O primeiro dia de preparação da Seleção Brasileira para o Mundial de 2026 foi marcado por um clima de tensão e mistério que deixou adeptos e especialistas em alerta. Neymar, a grande estrela e dono da camisola 10, foi afastado do treino na Granja Comary e levado às pressas ao Centro de Diagnóstico de Teresópolis para exames urgentes devido a uma lesão na sua perna direita.
A Confederação Brasileira de Futebol (CBF) montou uma verdadeira “operação secreta” para garantir total sigilo à situação.

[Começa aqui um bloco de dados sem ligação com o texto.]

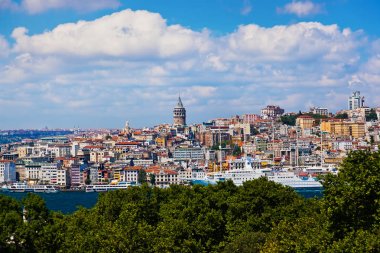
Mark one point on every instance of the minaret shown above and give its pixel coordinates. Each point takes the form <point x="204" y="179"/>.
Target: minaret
<point x="179" y="114"/>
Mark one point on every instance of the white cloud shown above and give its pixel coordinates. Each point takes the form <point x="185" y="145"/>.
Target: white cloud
<point x="301" y="8"/>
<point x="301" y="41"/>
<point x="8" y="5"/>
<point x="135" y="64"/>
<point x="134" y="34"/>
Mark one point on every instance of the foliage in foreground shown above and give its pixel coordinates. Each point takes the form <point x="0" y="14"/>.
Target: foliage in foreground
<point x="260" y="216"/>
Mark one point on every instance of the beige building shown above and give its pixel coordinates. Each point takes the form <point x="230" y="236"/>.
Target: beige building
<point x="305" y="122"/>
<point x="339" y="127"/>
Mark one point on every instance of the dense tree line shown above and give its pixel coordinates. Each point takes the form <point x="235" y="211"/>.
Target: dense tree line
<point x="260" y="216"/>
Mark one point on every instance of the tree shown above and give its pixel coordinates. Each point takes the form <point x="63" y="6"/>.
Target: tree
<point x="152" y="179"/>
<point x="87" y="181"/>
<point x="141" y="176"/>
<point x="371" y="116"/>
<point x="352" y="197"/>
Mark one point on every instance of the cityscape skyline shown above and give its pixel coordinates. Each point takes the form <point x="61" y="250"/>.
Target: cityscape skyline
<point x="97" y="64"/>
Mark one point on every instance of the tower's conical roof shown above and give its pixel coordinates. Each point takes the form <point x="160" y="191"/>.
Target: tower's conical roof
<point x="179" y="103"/>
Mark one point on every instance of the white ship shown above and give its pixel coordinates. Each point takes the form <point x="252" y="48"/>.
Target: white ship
<point x="23" y="187"/>
<point x="241" y="175"/>
<point x="108" y="187"/>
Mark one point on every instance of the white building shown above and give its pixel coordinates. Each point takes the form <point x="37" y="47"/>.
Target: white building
<point x="7" y="171"/>
<point x="190" y="153"/>
<point x="320" y="111"/>
<point x="355" y="101"/>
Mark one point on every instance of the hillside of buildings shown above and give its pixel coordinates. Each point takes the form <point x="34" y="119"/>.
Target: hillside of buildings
<point x="260" y="216"/>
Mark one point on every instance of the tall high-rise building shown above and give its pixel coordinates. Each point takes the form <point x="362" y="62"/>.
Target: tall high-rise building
<point x="179" y="114"/>
<point x="355" y="101"/>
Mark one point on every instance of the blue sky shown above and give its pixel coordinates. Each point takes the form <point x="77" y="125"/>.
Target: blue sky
<point x="97" y="63"/>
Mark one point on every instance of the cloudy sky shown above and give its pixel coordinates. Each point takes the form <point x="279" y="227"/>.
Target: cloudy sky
<point x="98" y="63"/>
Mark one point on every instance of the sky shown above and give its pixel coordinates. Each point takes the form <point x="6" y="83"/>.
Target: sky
<point x="99" y="63"/>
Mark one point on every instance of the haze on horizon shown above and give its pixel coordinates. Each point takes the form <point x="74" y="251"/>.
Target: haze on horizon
<point x="98" y="63"/>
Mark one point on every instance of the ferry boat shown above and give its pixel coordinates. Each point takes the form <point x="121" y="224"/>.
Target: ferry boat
<point x="23" y="187"/>
<point x="108" y="187"/>
<point x="241" y="175"/>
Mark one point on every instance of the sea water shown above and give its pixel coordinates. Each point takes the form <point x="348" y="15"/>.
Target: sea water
<point x="69" y="202"/>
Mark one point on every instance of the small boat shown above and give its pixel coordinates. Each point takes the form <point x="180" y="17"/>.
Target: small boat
<point x="50" y="189"/>
<point x="90" y="188"/>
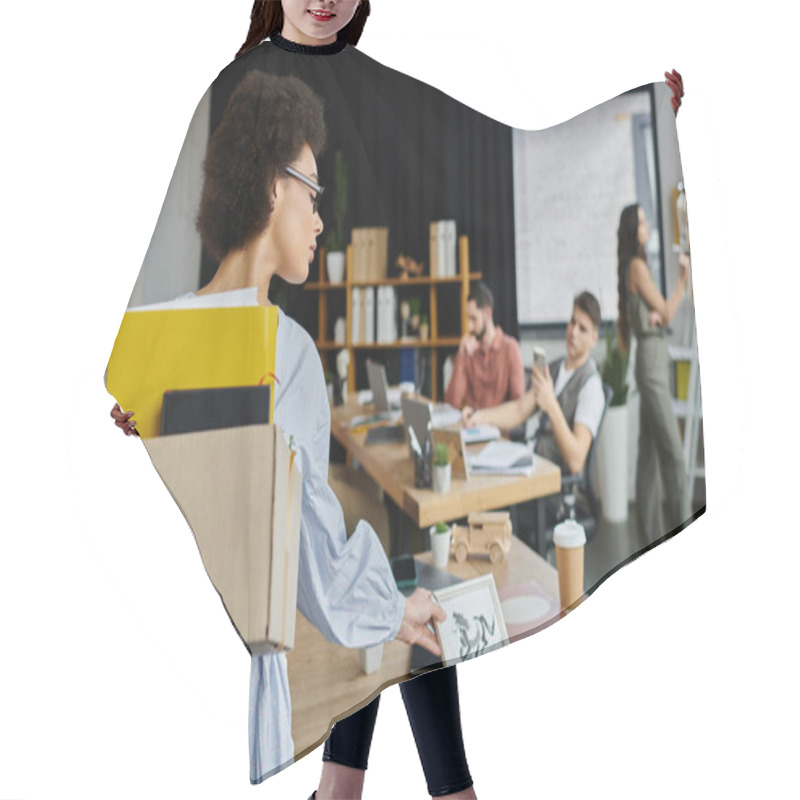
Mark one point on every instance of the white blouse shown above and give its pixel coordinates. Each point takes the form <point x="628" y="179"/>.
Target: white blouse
<point x="345" y="586"/>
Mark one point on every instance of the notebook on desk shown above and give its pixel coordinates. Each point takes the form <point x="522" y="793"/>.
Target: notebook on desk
<point x="381" y="396"/>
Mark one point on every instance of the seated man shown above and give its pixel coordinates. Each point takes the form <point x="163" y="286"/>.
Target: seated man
<point x="488" y="366"/>
<point x="569" y="395"/>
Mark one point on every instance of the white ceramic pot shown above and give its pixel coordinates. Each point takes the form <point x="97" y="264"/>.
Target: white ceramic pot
<point x="339" y="330"/>
<point x="612" y="464"/>
<point x="440" y="547"/>
<point x="441" y="478"/>
<point x="334" y="263"/>
<point x="370" y="658"/>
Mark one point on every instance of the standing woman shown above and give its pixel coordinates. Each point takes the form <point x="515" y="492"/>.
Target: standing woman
<point x="662" y="499"/>
<point x="255" y="235"/>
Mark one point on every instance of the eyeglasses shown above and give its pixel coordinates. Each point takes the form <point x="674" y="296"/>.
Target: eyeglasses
<point x="310" y="183"/>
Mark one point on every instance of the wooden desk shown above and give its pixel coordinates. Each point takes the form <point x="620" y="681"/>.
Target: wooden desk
<point x="326" y="680"/>
<point x="390" y="466"/>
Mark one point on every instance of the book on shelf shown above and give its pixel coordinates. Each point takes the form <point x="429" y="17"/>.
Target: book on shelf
<point x="369" y="314"/>
<point x="370" y="254"/>
<point x="355" y="321"/>
<point x="433" y="252"/>
<point x="386" y="314"/>
<point x="443" y="249"/>
<point x="448" y="233"/>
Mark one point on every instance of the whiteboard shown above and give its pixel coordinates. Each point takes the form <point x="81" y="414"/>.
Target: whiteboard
<point x="571" y="182"/>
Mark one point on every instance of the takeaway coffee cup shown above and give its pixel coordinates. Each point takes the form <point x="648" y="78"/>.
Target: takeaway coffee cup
<point x="569" y="539"/>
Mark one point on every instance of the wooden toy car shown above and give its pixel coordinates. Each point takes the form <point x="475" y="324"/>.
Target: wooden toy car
<point x="486" y="532"/>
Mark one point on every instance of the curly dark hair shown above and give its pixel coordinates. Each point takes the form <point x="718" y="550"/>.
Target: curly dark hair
<point x="628" y="248"/>
<point x="266" y="19"/>
<point x="265" y="125"/>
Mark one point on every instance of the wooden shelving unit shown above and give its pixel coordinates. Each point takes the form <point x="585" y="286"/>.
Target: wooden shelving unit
<point x="433" y="343"/>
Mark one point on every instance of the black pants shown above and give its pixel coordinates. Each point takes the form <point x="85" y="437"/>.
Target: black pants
<point x="432" y="707"/>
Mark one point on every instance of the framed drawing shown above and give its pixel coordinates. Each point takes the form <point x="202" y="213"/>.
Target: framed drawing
<point x="474" y="622"/>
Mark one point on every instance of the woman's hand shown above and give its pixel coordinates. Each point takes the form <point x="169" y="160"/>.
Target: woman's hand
<point x="543" y="389"/>
<point x="420" y="610"/>
<point x="675" y="83"/>
<point x="124" y="420"/>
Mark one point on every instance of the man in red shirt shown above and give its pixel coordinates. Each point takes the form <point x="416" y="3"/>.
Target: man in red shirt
<point x="488" y="366"/>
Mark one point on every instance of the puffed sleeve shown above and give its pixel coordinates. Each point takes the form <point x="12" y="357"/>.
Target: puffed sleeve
<point x="345" y="587"/>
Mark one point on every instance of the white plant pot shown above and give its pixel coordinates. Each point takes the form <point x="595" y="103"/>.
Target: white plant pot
<point x="612" y="464"/>
<point x="334" y="263"/>
<point x="370" y="658"/>
<point x="440" y="547"/>
<point x="339" y="330"/>
<point x="441" y="478"/>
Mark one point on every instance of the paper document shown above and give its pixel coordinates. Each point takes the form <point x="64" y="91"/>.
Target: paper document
<point x="393" y="393"/>
<point x="444" y="415"/>
<point x="481" y="433"/>
<point x="503" y="458"/>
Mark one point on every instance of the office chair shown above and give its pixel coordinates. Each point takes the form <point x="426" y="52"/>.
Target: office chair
<point x="577" y="500"/>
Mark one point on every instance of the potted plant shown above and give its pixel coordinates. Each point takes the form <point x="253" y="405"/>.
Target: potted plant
<point x="440" y="544"/>
<point x="335" y="258"/>
<point x="441" y="468"/>
<point x="612" y="442"/>
<point x="423" y="327"/>
<point x="414" y="305"/>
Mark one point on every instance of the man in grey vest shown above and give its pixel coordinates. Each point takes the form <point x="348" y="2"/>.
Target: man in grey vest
<point x="569" y="396"/>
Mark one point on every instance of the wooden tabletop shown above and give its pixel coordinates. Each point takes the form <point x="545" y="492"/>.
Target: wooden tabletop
<point x="326" y="680"/>
<point x="390" y="466"/>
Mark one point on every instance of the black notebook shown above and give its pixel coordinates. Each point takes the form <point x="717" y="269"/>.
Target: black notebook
<point x="191" y="410"/>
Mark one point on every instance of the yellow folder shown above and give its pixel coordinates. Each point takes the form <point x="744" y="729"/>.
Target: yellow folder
<point x="194" y="348"/>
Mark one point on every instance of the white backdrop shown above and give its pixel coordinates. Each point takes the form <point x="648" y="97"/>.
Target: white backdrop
<point x="119" y="675"/>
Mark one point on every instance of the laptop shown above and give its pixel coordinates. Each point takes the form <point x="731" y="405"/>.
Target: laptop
<point x="379" y="385"/>
<point x="416" y="416"/>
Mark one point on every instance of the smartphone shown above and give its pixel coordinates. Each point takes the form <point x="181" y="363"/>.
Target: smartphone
<point x="539" y="359"/>
<point x="404" y="569"/>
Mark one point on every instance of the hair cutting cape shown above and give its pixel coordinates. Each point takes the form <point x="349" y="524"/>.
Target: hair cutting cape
<point x="427" y="196"/>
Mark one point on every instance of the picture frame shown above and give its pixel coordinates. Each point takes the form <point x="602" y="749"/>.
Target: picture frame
<point x="474" y="623"/>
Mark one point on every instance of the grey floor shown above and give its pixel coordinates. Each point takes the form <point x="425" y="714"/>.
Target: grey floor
<point x="612" y="545"/>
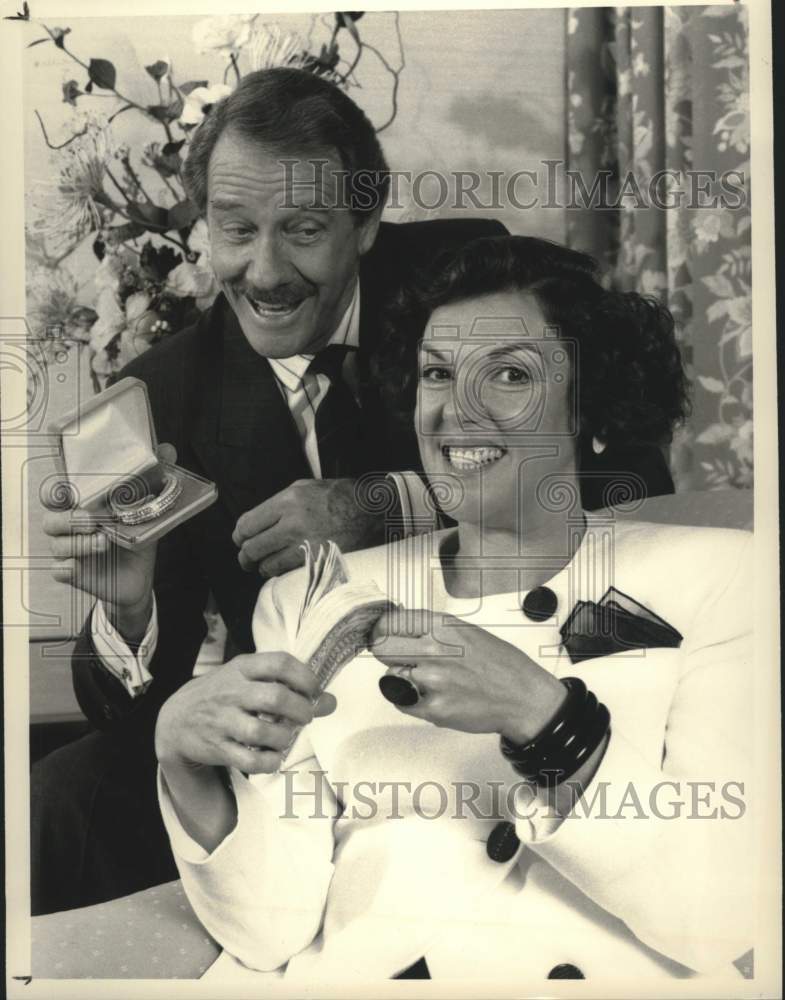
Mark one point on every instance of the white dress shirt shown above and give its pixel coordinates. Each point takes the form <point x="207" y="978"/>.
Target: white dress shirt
<point x="303" y="393"/>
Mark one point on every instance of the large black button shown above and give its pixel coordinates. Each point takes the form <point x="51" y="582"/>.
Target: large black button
<point x="566" y="971"/>
<point x="398" y="690"/>
<point x="540" y="604"/>
<point x="502" y="843"/>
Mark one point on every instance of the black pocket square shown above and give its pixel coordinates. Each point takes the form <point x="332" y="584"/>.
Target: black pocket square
<point x="615" y="624"/>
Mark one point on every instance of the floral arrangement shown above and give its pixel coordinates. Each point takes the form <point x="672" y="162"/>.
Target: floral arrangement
<point x="153" y="271"/>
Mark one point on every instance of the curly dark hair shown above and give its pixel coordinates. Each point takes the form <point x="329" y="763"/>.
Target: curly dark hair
<point x="295" y="112"/>
<point x="632" y="388"/>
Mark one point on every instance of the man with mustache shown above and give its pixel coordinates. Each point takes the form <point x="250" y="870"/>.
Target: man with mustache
<point x="272" y="396"/>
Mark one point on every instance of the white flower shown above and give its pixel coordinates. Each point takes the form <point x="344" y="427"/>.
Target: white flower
<point x="226" y="34"/>
<point x="199" y="102"/>
<point x="109" y="271"/>
<point x="270" y="46"/>
<point x="136" y="305"/>
<point x="193" y="279"/>
<point x="111" y="320"/>
<point x="199" y="241"/>
<point x="73" y="205"/>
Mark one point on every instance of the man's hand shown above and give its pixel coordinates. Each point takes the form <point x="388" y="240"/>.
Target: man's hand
<point x="213" y="720"/>
<point x="269" y="536"/>
<point x="87" y="560"/>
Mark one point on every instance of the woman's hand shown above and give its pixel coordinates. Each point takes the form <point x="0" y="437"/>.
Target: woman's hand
<point x="240" y="715"/>
<point x="467" y="678"/>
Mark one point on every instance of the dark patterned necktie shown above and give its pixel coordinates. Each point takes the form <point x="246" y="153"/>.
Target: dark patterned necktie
<point x="338" y="417"/>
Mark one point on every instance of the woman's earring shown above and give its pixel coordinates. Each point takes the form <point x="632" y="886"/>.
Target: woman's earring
<point x="598" y="447"/>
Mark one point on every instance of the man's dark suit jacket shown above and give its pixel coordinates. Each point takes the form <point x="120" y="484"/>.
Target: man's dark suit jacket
<point x="218" y="403"/>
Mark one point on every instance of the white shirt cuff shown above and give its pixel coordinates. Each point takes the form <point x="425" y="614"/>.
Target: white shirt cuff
<point x="128" y="667"/>
<point x="418" y="514"/>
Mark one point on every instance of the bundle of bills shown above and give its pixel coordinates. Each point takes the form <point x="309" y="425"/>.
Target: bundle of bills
<point x="336" y="615"/>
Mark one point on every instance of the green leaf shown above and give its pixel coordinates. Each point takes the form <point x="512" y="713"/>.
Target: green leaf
<point x="183" y="214"/>
<point x="186" y="88"/>
<point x="70" y="92"/>
<point x="152" y="217"/>
<point x="102" y="73"/>
<point x="158" y="70"/>
<point x="347" y="21"/>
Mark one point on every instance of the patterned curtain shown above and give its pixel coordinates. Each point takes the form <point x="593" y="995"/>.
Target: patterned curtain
<point x="658" y="119"/>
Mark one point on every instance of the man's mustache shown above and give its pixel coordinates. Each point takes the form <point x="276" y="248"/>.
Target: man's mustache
<point x="284" y="295"/>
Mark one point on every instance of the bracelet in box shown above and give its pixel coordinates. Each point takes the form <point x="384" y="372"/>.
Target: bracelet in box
<point x="148" y="507"/>
<point x="574" y="733"/>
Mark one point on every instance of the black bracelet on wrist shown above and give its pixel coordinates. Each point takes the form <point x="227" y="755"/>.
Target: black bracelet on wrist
<point x="570" y="738"/>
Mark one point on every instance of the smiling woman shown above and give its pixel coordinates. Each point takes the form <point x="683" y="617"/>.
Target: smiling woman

A clínica foi encerrada ao público às 17 horas, com todos os profissionais obrigados a assinar acordos de confidencialidade para impedir qualquer fuga do relatório médico. Durante cerca de uma hora, Neymar esteve acompanhado pelo médico da Seleção, Rodrigo Lasmar, pelo gestor das seleções Cícero Souza e pelo supervisor Sérgio Dimas, numa sessão que deixou o avançado visivelmente abalado.
Na saída, Neymar foi transportado deitado no banco da carrinha, uma imagem que não passou despercebida e que reforça a gravidade da situação. Este não é o primeiro caso em que um craque brasileiro chega ao Mundial lesionado — nomes como Zico e Romário já passaram por este drama, com Romário a ser cortado de forma polémica na Copa de 1998, precisamente devido a uma lesão na mesma zona da perna.
Apesar de ainda não haver confirmação oficial de que Neymar possa abandonar a convocatória, o incidente expôs uma grave falha de comunicação entre a CBF e o Santos, clube que inicialmente assegurou que o jogador sofria apenas um “edema simples” e estaria apto para os treinos. O desconforto no departamento técnico e médico da Seleção é evidente, pois os exames realizados em Teresópolis apontaram para uma condição mais preocupante do que a reportada pelo clube.
Com a ressonância magnética detalhada nas mãos, a equipa médica e a comissão técnica analisam com cautela o futuro imediato da estrela brasileira. A aposta é que Neymar seja preservado, o que significa que deverá falhar os jogos amigáveis contra o Panamá e, muito provavelmente, contra o Egito na semana seguinte.
Recorde-se que o regulamento do Mundial obriga a entrega da lista final de convocados até 1 de junho. Após essa data, só serão permitidas substituições por motivos de doença ou lesão grave devidamente comprovados. A situação de Neymar, portanto, mantém o Brasil em suspense, numa altura crucial em que a equipa se prepara para o maior evento do futebol mundial. A nação aguarda por novidades, enquanto cresce a apreensão sobre a condição física do seu maior ícone.